Шевеля парусиновыми туфлями в такт музыке, нежно перебирая струны Миша задушевно и тихо пел нечто совершенно лирическое:

– В городе погасли фонари,

На асфальте шелест шин.

Милая, ты на меня смотри-и,

А не на других муш-ши-ин,

Милая, ты на меня смотри-и,

А не на других муш-шин.

Обрати вниманье на луну,

Вот она среди ветвей.

А в таком таинственном саду-у,

Тянет трели со-ло-ве-ей.

А в таком таинственном саду-у,

Тянет трели со-ло-ве-ей.

Соню и Юру заметила раньше всех Мышка. Она подскочила, замахала руками и позвала:

– Эге-гей, пусюнчик! Соня! Давай к нам!

Взревел баян, и Чубик уставился на приближающуюся парочку совершенно пьяными посоловелыми глазами.
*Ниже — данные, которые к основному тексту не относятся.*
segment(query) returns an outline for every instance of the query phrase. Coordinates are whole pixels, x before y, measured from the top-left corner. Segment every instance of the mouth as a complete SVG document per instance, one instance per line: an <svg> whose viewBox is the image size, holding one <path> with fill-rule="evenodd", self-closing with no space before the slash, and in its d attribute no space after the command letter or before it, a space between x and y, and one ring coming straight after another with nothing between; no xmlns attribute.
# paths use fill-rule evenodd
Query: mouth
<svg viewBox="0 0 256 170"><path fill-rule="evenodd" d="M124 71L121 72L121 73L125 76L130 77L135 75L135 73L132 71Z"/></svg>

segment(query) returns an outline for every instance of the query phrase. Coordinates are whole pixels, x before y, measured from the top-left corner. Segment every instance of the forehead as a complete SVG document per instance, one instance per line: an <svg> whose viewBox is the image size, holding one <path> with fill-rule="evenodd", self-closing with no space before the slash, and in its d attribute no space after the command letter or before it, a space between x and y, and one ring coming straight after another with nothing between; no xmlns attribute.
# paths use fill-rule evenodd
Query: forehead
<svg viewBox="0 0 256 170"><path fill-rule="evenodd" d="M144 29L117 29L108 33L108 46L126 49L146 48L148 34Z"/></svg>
Тут и Миша, чья голова соскользнула с колен девицы, перестал петь, гостеприимно повел рукой и предложил располагаться и чувствовать себя как дома.

– А... разве можно сидеть? – недоверчиво протянул Юра, вспоминая с содроганием, как он торчал из пола за спиной у мамы.

– Конечно можно. Ты просто думай о том, что сидишь, а не о том, что проваливаешься вниз.

Впрочем, Соня уже опустилась на корточки возле Мышки. Последовав совету гитариста Юра обнаружил, что сидеть действительно можно и устроился между девушкой и Чубиком, наслаждаясь обретенной под ногами твердой почвой. Летать и проходить сквозь стены, конечно, ново и занятно, но... Зыбко как-то.

Матрос улыбнулся, хлопнул юношу по плечу, показал на стакан и рявкнул:

– Пей!!!

Юра растерялся и промямлил:

– Я не пью... не пил то есть ни разу... в жизни, – потом сообразил, что взять в руки стакан вообще невозможно и добавил: – И так нельзя.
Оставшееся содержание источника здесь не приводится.